Cleanup database(s)

Eugen Block eblock at nde.ag
Tue Mar 9 14:47:06 UTC 2021


Hi,

> i think the problem is you reinstalled the cloud with exisitng  
> instances and change the hostnames of the
> compute nodes which is not a supported operations.(specifically  
> changing the hostname of a computenode with vms is not supported)
> so in doing so that would cause all the compute service to be  
> recreated for the new compute nodes and create new RPs in placment.
> the existing instnace however would still have there allocation on  
> the old RPs and the old hostnames woudl be set in the instnace.host
> can you confirm that?

this environment grew from being just an experiment to our production  
cloud, so there might be a couple of unsupported things, but it still  
works fine, so that's something. ;-)

I'll try to explain and hopefully clarify some things.
We upgraded the databases on a virtual machine prior to the actual  
cloud upgrade.
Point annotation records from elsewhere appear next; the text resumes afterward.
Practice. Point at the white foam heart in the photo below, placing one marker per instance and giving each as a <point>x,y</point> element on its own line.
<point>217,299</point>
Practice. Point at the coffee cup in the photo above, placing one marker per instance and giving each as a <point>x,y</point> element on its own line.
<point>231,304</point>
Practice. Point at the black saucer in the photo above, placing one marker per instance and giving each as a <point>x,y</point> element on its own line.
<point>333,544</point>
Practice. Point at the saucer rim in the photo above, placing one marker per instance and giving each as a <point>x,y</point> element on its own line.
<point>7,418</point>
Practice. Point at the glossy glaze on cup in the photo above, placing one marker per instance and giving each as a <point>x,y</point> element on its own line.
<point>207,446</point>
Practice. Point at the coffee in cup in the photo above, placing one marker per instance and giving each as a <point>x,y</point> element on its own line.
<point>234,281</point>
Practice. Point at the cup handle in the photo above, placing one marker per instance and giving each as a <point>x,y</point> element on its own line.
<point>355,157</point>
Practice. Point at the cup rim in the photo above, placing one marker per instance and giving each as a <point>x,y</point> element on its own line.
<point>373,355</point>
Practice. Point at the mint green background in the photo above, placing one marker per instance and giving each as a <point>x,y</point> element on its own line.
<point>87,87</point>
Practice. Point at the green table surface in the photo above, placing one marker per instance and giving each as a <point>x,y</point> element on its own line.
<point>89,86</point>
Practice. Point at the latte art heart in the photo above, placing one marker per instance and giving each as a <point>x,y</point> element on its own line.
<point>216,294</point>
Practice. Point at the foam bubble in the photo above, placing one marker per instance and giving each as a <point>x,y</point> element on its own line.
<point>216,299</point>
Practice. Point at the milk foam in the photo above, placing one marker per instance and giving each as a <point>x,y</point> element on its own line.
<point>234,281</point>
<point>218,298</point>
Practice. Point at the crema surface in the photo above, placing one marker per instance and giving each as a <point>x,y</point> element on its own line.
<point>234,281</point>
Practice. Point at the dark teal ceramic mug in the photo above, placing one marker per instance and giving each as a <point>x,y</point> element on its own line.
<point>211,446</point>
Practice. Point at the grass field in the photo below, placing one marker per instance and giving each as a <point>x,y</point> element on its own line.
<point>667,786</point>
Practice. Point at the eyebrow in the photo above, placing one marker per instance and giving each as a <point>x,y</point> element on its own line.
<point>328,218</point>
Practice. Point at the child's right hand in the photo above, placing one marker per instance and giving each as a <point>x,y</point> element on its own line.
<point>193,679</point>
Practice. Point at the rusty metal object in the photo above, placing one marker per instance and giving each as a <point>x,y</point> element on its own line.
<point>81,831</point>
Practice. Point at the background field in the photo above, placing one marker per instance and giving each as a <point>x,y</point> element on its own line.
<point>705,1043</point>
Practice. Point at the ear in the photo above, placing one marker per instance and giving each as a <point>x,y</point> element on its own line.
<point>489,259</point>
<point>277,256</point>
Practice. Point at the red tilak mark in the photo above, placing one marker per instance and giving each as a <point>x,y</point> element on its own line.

Since the most important services successfully started  
we went ahead and installed two control nodes with pacemaker and  
imported the already upgraded databases.
Then we started to evacuate the compute nodes one by one and added  
them to the new cloud environment while the old one was still up and  
running.

To launch existing instances in the new cloud we had to experiment a  
little, but from previous troubleshooting sessions we knew which  
tables we had to change in order to bring the instances up on the new  
compute nodes.
Basically, we changed instances.host and instances.node to reflect one  
of the new compute nodes. So the answer to your question would  
probably be "no", the instances.host don't have the old hostnames.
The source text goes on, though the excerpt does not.